Indian Catholic News

The ghost prisoners of Pakistan

As another rights activist goes missing, his father struggles to sleep or live a normal life.

 
A civil society protest in Lahore in support of Raza Mahmood Khan, who disappeared Dec. 2. (Photo by Kamran Chaudhry)
Lahore: 

Ismail Khan cannot concentrate on farming since the abduction of his son, a peace activist, last month.

“I have to leave everything after sudden calls by human rights organizations for protests and seminars. It is hard to stop worrying and get a good night's sleep. Even drinking a glass of water makes me wonder if he got one. Everybody encourages me to keep hope but it’s tough,” he told ucanews.com.

With the help of Lahore’s civil society, the 68-year-old has been lobbying for the return of Raza Mahmood Khan, who has been missing since Dec. 2. He was last seen attending a seminar on extremism against the backdrop of the recent lockdown of Islamabad, the federal capital, by protesters from religious parties.

Police deny imprisoning Khan, saying they found his belongings scattered on the floor of his apartment. His computer’s central processing unit was also taken, they said.

Khan, 35, was the convener of Aaghaz-e-Dosti (The beginning of friendship), an initiative to help students from India and Pakistan send each other messages and paintings depicting peace.

Pakistan’s relationship with neighboring India has worsened over the past six decades since the 1947 partition when British-ruled India was divided on religious lines.

Afraid of being labelled a “foreign agent,” the Catholic Church in Pakistan does not report any peace initiatives with India.

Ismail Khan says his son was inspired by his maternal family side based across the border.

“He visited them three times and wanted to bring the people on both sides closer. Raza is not an agent of RAW (Indian spy agency Research and Analysis Wing),” he said.

“On Dec. 21, we received the last call from a private (undisclosed) number. The caller suggested we take a middle path. They also pressurized my eldest son, who is pursuing the police case.”

Missing persons

Ghost prisoners or missing persons started making headlines in Pakistan shortly after the country became an ally of the United States in the war on terror in 2001.

Human rights organizations say the practice of enforced disappearances has been prevalent since the 1970s in Balochistan province.

Some 1,498 cases of enforced disappearances were pending with Pakistan's Commission on Inquiry on Enforced Disappearances as of last November.

The Human Rights Commission of Pakistan (HRCP) claims 728 Pakistanis were added to the missing persons list in 2016 — the highest number in six years. These include activists, suspected terrorists, political dissidents and critics of the military.

According to research conducted by Defence of Human Rights Pakistan, 98 percent of affected families said they got no legal assistance from the government to pursue the cases of their loved ones.

“The state again failed to punish any security official or police officer accused of disappearing suspects. The claim from certain people that most of the missing persons were kept in internment centers could not be verified due to lack of civilian oversight of these centers,” states the latest HRCP annual report.

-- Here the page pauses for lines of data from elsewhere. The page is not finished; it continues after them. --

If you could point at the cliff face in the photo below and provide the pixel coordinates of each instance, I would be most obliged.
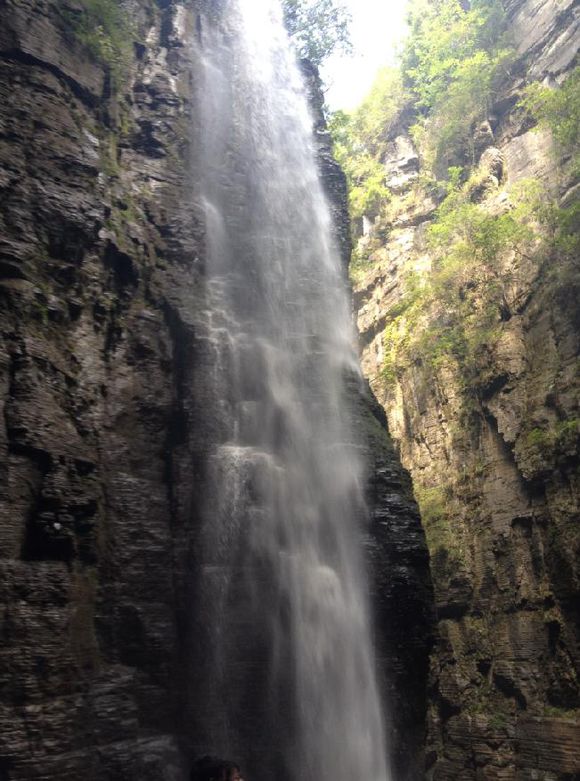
(100, 268)
(104, 383)
(494, 458)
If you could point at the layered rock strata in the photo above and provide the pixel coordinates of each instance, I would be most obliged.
(103, 390)
(495, 462)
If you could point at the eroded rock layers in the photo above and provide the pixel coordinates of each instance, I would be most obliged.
(493, 454)
(103, 389)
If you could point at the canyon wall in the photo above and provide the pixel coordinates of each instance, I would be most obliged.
(103, 387)
(494, 454)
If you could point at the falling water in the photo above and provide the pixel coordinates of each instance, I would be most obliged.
(290, 684)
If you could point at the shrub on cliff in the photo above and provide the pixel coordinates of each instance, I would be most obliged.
(317, 27)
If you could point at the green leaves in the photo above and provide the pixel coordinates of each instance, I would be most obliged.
(450, 64)
(558, 109)
(102, 26)
(360, 140)
(317, 27)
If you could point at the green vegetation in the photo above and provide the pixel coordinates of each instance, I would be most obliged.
(102, 26)
(359, 143)
(454, 313)
(317, 27)
(559, 110)
(437, 513)
(451, 65)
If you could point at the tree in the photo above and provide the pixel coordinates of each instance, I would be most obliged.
(317, 28)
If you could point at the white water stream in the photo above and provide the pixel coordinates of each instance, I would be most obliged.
(291, 688)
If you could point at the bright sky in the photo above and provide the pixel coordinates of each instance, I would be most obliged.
(377, 29)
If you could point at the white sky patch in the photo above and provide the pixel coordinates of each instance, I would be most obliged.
(377, 30)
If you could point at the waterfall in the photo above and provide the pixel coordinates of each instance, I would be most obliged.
(287, 680)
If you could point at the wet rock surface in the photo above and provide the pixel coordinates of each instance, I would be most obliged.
(103, 388)
(505, 672)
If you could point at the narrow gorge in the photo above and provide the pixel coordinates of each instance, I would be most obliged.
(199, 489)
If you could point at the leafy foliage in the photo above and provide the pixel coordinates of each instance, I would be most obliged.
(317, 27)
(359, 143)
(456, 311)
(102, 26)
(451, 64)
(558, 109)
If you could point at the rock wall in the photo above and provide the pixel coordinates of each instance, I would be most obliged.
(103, 388)
(503, 537)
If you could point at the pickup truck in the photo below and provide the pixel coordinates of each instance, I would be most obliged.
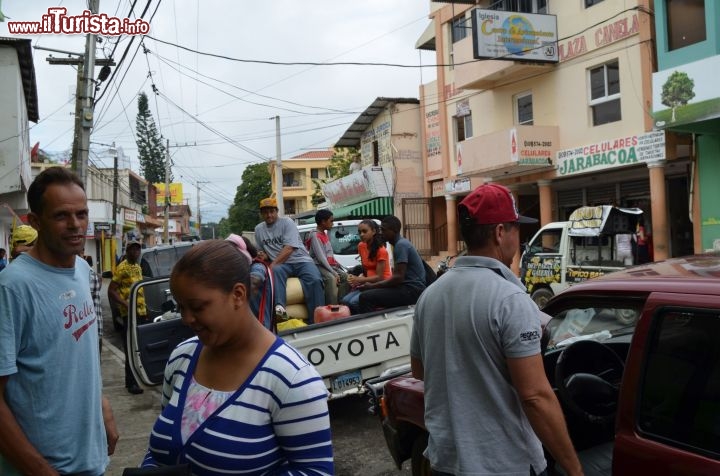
(568, 252)
(346, 352)
(634, 360)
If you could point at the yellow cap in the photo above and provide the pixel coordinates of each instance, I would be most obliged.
(23, 235)
(268, 203)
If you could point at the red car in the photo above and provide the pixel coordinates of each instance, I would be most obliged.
(635, 361)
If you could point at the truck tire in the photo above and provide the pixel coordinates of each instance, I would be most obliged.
(419, 465)
(541, 296)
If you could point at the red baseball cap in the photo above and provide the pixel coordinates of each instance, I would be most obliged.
(492, 203)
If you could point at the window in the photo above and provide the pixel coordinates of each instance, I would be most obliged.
(459, 28)
(590, 3)
(605, 93)
(685, 23)
(523, 109)
(683, 410)
(463, 127)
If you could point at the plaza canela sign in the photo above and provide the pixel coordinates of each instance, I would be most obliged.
(608, 154)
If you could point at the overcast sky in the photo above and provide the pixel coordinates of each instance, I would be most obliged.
(234, 99)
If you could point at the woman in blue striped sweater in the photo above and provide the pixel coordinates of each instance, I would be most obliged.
(236, 398)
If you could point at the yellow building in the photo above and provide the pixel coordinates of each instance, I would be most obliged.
(299, 176)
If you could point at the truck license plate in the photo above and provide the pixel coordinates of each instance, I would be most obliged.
(346, 381)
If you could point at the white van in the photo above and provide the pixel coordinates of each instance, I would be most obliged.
(344, 238)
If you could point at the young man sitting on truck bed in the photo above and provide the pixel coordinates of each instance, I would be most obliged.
(278, 242)
(407, 282)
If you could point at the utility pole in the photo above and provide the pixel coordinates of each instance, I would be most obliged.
(278, 169)
(81, 144)
(167, 194)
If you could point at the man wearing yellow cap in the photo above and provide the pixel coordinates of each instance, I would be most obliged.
(278, 238)
(23, 238)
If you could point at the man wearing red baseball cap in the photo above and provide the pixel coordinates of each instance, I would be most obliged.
(477, 327)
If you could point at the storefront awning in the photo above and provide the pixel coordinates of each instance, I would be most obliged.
(375, 208)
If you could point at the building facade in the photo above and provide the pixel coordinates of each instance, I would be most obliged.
(18, 96)
(552, 99)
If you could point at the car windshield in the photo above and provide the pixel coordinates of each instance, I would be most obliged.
(592, 322)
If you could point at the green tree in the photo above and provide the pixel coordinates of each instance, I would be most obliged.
(151, 151)
(243, 214)
(677, 91)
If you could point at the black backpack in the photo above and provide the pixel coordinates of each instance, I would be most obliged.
(430, 275)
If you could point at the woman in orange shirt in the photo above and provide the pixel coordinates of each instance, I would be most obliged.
(375, 261)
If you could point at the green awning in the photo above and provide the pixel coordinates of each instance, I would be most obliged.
(375, 208)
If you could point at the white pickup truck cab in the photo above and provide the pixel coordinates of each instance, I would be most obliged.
(564, 253)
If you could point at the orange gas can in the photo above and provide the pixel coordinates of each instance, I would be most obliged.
(330, 312)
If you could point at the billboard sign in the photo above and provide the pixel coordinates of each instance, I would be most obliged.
(175, 194)
(514, 36)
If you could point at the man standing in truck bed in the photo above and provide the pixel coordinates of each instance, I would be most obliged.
(477, 328)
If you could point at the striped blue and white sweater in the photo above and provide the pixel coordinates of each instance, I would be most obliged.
(276, 423)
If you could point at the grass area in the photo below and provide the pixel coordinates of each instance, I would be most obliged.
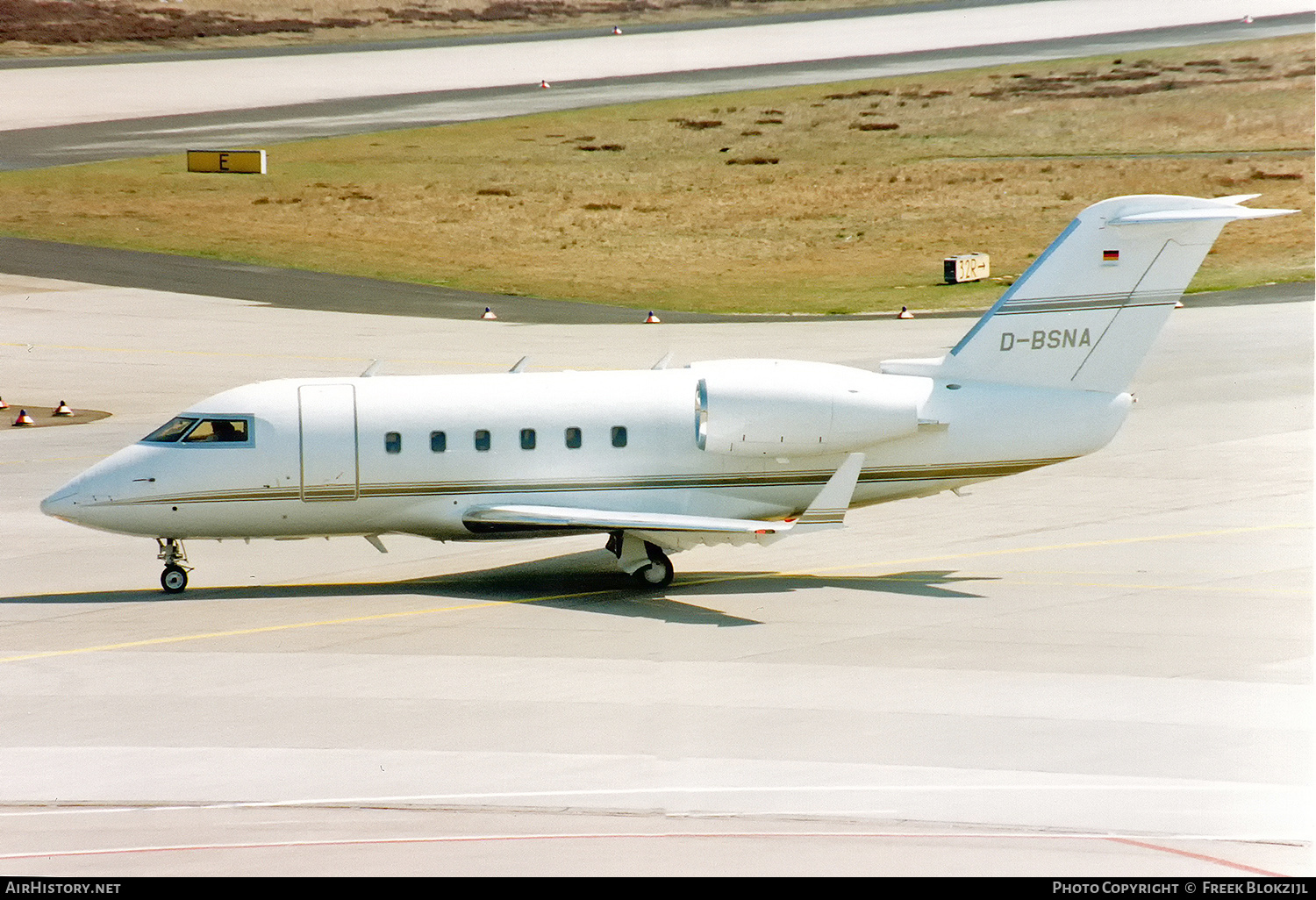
(774, 200)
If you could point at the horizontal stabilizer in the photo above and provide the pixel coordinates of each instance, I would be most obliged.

The commission also highlighted the issue in a documentary screened during a Jan. 6 seminar titled “Human rights in the era of enforced disappearances” at South Asia Free Media Association in Lahore.

Speakers demanded the criminalization of enforced disappearances, giving judicial status to the commission of inquiry and state ratification of the UN’s International Convention for the Protection of All Persons from Enforced Disappearances.

Ismail Khan also shared his plight to an audience of more than 100 and later joined a protest demanding freedom for his son. “Free speech a right, not a sin,” stated one placard.

Blogger’s ordeal

Salman Haider, one of five bloggers abducted last year, shared his experience of 21 days of detention in an article for BBC Urdu.

“I was handcuffed and interviewed with my face covered by a black cloth,” he said.

“Irrespective of wrong or right answers to my captor’s questions, and sometimes even before replying, I was slapped, punched, beaten with sticks and pipes and intermittently given electric shocks. Lastly, they asked me where they should throw my dead body.

“One investigator was only appointed to give lectures. He increased my knowledge of adultery by politicians, the faults of democracy, the perverseness of poets, the damage caused by liberalism, the 18th (constitution) amendment and the Dawn Leaks.”

Farooq Tariq, spokesman for the Awami Workers Party, said a person cannot return to a normal life after being held in an internment center.

“After returning home, Haider told me no part of his body is without wounds. Such people have to leave the country and save their lives,” he said.

“We reject and protest against being called a traitor for speaking about peace within our country and with our neighbors. The movement against disappearances will continue on roads and social media.”

South Asia has the highest number of alleged victims of enforced disappearance in the world, with tens of thousands of cases documented in Sri Lanka, Nepal, Pakistan and India.